In July 2021, Jazz upgraded its existing LTE network to LTE-A Pro, with the introduction of 256-QAM and Massive MIMO.

==== 5G launch ====
Jazz acquired 190 MHz of spectrum in the 2026 NGMS Auction, consisting of 20 MHz in the 700 MHz band, 50 MHz in the 2.3 GHz band, 70 MHz in the 2.6 GHz band and 50 MHz in the 3.5 GHz band.

=== Voice over LTE (VoLTE) ===
Jazz tested VoLTE in May 2017 with its partners Huawei and Nokia, announced in a press statement.

Jazz rolled out VoLTE across its network in February 2022, with supported devices including Apple, Samsung, Huawei, Oppo, Vivo, Itel, Xiaomi, Realme, Infinix and Jazz Digit branded feature phones.
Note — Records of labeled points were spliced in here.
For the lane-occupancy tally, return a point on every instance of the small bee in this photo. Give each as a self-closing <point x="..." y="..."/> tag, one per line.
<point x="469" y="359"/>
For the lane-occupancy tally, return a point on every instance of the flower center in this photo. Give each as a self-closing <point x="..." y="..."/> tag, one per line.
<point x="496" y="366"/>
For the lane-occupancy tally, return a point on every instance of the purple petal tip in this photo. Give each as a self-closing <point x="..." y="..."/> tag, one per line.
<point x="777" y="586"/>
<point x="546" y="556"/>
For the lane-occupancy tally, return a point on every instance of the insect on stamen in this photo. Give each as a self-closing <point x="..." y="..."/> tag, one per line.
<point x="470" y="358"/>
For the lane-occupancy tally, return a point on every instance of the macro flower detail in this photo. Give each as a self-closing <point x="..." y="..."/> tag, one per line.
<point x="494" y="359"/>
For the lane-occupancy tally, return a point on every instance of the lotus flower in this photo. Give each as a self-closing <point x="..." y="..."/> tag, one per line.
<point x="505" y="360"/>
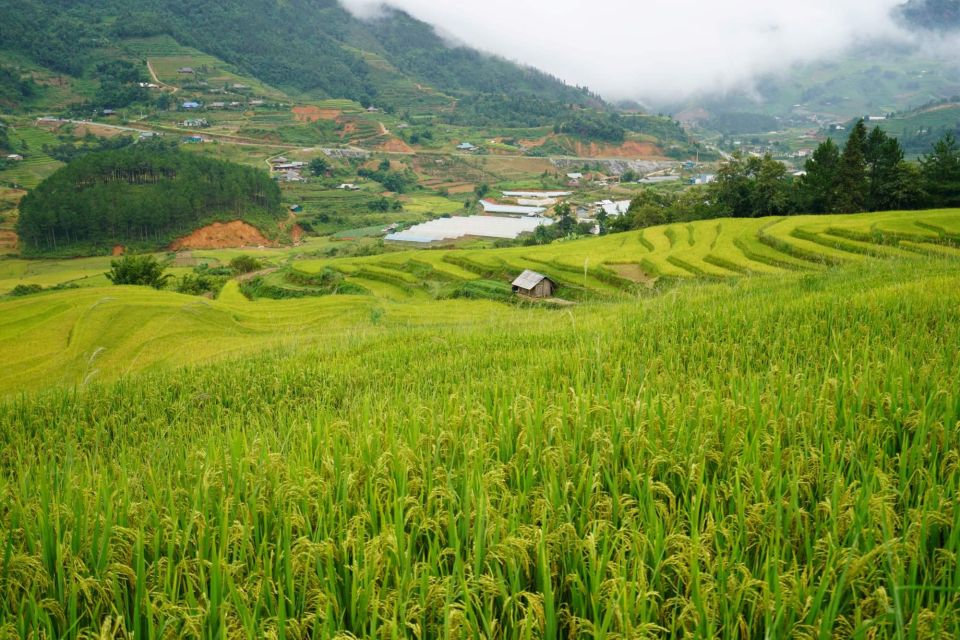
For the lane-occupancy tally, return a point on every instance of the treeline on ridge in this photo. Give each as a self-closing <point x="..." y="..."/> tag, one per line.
<point x="868" y="173"/>
<point x="144" y="195"/>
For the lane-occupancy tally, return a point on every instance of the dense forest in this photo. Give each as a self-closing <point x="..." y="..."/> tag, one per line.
<point x="310" y="46"/>
<point x="145" y="195"/>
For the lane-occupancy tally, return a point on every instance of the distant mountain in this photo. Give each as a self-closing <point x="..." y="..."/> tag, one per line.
<point x="931" y="15"/>
<point x="875" y="80"/>
<point x="312" y="47"/>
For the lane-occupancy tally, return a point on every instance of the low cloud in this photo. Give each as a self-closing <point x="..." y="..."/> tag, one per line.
<point x="656" y="51"/>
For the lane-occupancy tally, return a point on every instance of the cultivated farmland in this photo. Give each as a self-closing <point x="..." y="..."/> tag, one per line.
<point x="755" y="457"/>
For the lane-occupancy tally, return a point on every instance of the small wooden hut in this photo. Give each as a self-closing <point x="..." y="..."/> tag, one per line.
<point x="534" y="285"/>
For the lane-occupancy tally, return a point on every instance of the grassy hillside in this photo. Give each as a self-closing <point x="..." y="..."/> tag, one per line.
<point x="306" y="47"/>
<point x="61" y="337"/>
<point x="918" y="130"/>
<point x="619" y="265"/>
<point x="771" y="457"/>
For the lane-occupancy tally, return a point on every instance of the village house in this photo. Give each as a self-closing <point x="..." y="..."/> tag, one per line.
<point x="531" y="284"/>
<point x="289" y="166"/>
<point x="290" y="176"/>
<point x="703" y="178"/>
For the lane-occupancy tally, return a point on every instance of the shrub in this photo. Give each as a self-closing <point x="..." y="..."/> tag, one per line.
<point x="138" y="270"/>
<point x="26" y="289"/>
<point x="245" y="264"/>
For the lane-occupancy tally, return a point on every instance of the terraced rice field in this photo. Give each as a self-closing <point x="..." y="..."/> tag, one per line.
<point x="715" y="249"/>
<point x="36" y="165"/>
<point x="769" y="457"/>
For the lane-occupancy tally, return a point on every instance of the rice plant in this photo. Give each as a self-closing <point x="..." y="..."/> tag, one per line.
<point x="754" y="458"/>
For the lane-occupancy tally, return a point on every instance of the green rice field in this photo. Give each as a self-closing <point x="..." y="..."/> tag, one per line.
<point x="744" y="429"/>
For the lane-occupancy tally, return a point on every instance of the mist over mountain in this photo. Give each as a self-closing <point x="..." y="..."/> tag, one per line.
<point x="754" y="54"/>
<point x="931" y="15"/>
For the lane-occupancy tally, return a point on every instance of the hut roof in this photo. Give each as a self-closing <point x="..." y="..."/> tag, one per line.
<point x="529" y="279"/>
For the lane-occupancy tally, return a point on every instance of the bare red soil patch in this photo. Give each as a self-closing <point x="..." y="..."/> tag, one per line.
<point x="312" y="114"/>
<point x="395" y="145"/>
<point x="218" y="235"/>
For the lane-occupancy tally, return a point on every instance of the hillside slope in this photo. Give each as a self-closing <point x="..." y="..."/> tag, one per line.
<point x="305" y="46"/>
<point x="770" y="457"/>
<point x="62" y="337"/>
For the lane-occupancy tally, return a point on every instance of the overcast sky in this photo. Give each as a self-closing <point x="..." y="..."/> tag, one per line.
<point x="654" y="50"/>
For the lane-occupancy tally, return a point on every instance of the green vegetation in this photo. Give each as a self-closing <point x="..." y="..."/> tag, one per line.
<point x="868" y="174"/>
<point x="773" y="457"/>
<point x="138" y="270"/>
<point x="154" y="192"/>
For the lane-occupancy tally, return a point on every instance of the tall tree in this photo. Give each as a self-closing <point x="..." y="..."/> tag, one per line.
<point x="941" y="173"/>
<point x="852" y="185"/>
<point x="818" y="188"/>
<point x="884" y="158"/>
<point x="771" y="193"/>
<point x="732" y="191"/>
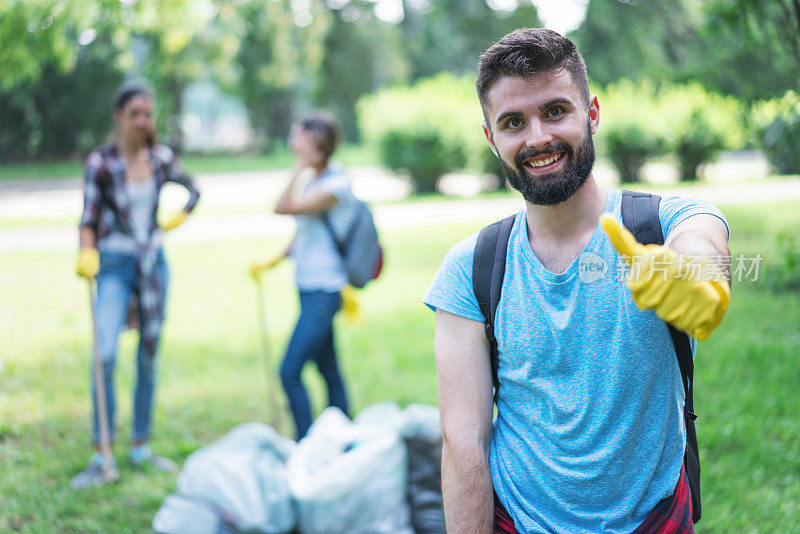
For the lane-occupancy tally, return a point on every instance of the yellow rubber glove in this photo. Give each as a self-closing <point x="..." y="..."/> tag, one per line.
<point x="350" y="306"/>
<point x="691" y="295"/>
<point x="176" y="220"/>
<point x="258" y="267"/>
<point x="88" y="263"/>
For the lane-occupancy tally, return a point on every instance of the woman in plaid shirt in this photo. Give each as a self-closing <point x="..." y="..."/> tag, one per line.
<point x="120" y="244"/>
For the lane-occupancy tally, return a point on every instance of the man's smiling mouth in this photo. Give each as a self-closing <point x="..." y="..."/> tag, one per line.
<point x="543" y="163"/>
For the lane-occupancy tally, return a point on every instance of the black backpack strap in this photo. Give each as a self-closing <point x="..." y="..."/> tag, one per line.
<point x="488" y="270"/>
<point x="640" y="217"/>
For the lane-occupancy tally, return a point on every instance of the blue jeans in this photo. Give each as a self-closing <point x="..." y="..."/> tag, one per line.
<point x="116" y="283"/>
<point x="312" y="340"/>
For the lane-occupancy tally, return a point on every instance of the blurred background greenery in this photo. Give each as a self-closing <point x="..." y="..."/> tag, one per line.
<point x="677" y="79"/>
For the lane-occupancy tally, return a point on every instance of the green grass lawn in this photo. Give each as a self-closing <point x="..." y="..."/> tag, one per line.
<point x="212" y="376"/>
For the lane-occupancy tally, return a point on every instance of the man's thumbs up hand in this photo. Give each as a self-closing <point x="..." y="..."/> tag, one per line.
<point x="690" y="293"/>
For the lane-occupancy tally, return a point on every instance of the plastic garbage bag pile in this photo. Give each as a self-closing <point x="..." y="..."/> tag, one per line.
<point x="379" y="473"/>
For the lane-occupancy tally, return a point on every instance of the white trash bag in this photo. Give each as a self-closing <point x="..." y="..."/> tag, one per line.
<point x="181" y="515"/>
<point x="351" y="477"/>
<point x="242" y="478"/>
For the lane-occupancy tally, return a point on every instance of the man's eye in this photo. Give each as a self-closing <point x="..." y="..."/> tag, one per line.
<point x="514" y="123"/>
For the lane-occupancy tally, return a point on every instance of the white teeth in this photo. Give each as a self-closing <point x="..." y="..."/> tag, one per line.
<point x="544" y="162"/>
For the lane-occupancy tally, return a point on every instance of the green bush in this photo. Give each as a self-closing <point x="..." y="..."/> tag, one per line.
<point x="629" y="132"/>
<point x="778" y="125"/>
<point x="427" y="129"/>
<point x="423" y="154"/>
<point x="699" y="124"/>
<point x="785" y="275"/>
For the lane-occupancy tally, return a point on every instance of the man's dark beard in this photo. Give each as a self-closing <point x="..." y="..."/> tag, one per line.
<point x="553" y="188"/>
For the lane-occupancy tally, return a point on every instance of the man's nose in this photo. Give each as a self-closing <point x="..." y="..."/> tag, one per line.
<point x="538" y="135"/>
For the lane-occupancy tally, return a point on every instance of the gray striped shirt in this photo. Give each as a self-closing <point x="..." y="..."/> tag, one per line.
<point x="318" y="264"/>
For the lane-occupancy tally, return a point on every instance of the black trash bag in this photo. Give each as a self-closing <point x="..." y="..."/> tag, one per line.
<point x="423" y="439"/>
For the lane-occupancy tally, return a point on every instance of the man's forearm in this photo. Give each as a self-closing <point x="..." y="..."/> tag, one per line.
<point x="467" y="492"/>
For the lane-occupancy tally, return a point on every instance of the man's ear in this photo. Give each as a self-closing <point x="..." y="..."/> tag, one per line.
<point x="594" y="114"/>
<point x="488" y="133"/>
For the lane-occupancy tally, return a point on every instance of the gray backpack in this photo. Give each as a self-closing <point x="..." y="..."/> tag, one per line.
<point x="360" y="250"/>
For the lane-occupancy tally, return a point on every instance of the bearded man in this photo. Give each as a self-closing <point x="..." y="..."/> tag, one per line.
<point x="590" y="432"/>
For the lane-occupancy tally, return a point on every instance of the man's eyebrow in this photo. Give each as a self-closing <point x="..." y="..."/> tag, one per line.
<point x="546" y="105"/>
<point x="554" y="101"/>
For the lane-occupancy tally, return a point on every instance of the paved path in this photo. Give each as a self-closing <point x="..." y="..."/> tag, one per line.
<point x="231" y="204"/>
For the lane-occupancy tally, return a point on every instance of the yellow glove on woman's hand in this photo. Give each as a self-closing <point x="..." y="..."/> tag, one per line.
<point x="258" y="267"/>
<point x="691" y="295"/>
<point x="176" y="220"/>
<point x="88" y="263"/>
<point x="350" y="306"/>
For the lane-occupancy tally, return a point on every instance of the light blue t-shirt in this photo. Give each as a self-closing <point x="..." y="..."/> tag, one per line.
<point x="589" y="433"/>
<point x="318" y="263"/>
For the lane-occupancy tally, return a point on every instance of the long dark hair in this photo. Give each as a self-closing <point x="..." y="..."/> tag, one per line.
<point x="128" y="92"/>
<point x="324" y="129"/>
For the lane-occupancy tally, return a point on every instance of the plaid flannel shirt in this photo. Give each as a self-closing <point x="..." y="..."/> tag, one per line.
<point x="106" y="209"/>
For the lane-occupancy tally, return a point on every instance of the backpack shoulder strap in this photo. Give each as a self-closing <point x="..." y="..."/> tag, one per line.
<point x="488" y="270"/>
<point x="640" y="217"/>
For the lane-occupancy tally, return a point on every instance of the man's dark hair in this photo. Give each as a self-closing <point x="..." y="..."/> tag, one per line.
<point x="525" y="52"/>
<point x="128" y="92"/>
<point x="325" y="129"/>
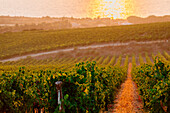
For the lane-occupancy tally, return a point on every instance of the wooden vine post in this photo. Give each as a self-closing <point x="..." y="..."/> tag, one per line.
<point x="59" y="94"/>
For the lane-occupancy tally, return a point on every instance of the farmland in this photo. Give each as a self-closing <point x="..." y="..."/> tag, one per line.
<point x="16" y="44"/>
<point x="91" y="77"/>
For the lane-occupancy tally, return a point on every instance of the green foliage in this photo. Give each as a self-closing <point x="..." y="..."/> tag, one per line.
<point x="86" y="88"/>
<point x="153" y="82"/>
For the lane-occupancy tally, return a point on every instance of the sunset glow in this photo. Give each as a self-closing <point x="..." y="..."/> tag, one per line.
<point x="85" y="8"/>
<point x="113" y="8"/>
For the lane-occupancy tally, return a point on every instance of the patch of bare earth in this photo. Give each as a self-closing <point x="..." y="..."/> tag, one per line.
<point x="127" y="100"/>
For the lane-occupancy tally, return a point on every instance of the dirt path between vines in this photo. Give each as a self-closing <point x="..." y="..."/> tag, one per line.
<point x="127" y="100"/>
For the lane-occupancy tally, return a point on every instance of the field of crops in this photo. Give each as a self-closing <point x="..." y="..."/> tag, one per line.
<point x="13" y="44"/>
<point x="153" y="83"/>
<point x="87" y="87"/>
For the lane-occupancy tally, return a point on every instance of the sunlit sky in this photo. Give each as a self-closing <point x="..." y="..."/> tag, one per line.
<point x="85" y="8"/>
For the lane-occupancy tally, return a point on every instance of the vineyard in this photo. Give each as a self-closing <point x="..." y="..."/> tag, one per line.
<point x="90" y="84"/>
<point x="20" y="43"/>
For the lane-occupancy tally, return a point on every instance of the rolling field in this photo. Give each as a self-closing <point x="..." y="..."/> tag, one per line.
<point x="16" y="44"/>
<point x="91" y="77"/>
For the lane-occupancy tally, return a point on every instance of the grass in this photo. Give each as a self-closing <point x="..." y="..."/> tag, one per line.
<point x="19" y="43"/>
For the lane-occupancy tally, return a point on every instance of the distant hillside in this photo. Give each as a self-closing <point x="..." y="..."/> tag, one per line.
<point x="150" y="19"/>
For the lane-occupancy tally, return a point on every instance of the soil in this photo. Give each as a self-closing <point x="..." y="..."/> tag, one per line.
<point x="128" y="99"/>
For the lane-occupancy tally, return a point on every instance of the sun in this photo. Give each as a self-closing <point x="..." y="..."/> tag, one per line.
<point x="113" y="9"/>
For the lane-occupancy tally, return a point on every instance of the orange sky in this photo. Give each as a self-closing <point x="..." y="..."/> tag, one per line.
<point x="85" y="8"/>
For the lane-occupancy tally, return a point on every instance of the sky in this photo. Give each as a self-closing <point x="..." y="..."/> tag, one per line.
<point x="85" y="8"/>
=== WiFi Calling (VoWiFi) ===
Jazz rolled out Voice over WiFi (VoWiFi) capabilities branded 'JazzFi' in July 2023.

=== 5G Trials ===
In January 2020, Jazz had reported that they had successfully carried out 5G trials with reaching speeds of 1.5 Gbit/s. These trials were carried out on the 2.6 GHz spectrum.

=== 3G Shutdown ===
Jazz announced that it would shutdown its 3G network nationwide by November 2024 to repurpose the spectrum for expansion of its 4G network. Their 3G network was shut off nationwide on 18 November 2024.

== Subsidiaries ==

=== JazzCash ===

Jazz had partnered with Mobilink Microfinance Banking to make an entry into the banking market, initially launched under the MobiCash brand name, it was later changed to JazzCash. It is a direct competitor to Telenor Pakistan's Easypaisa.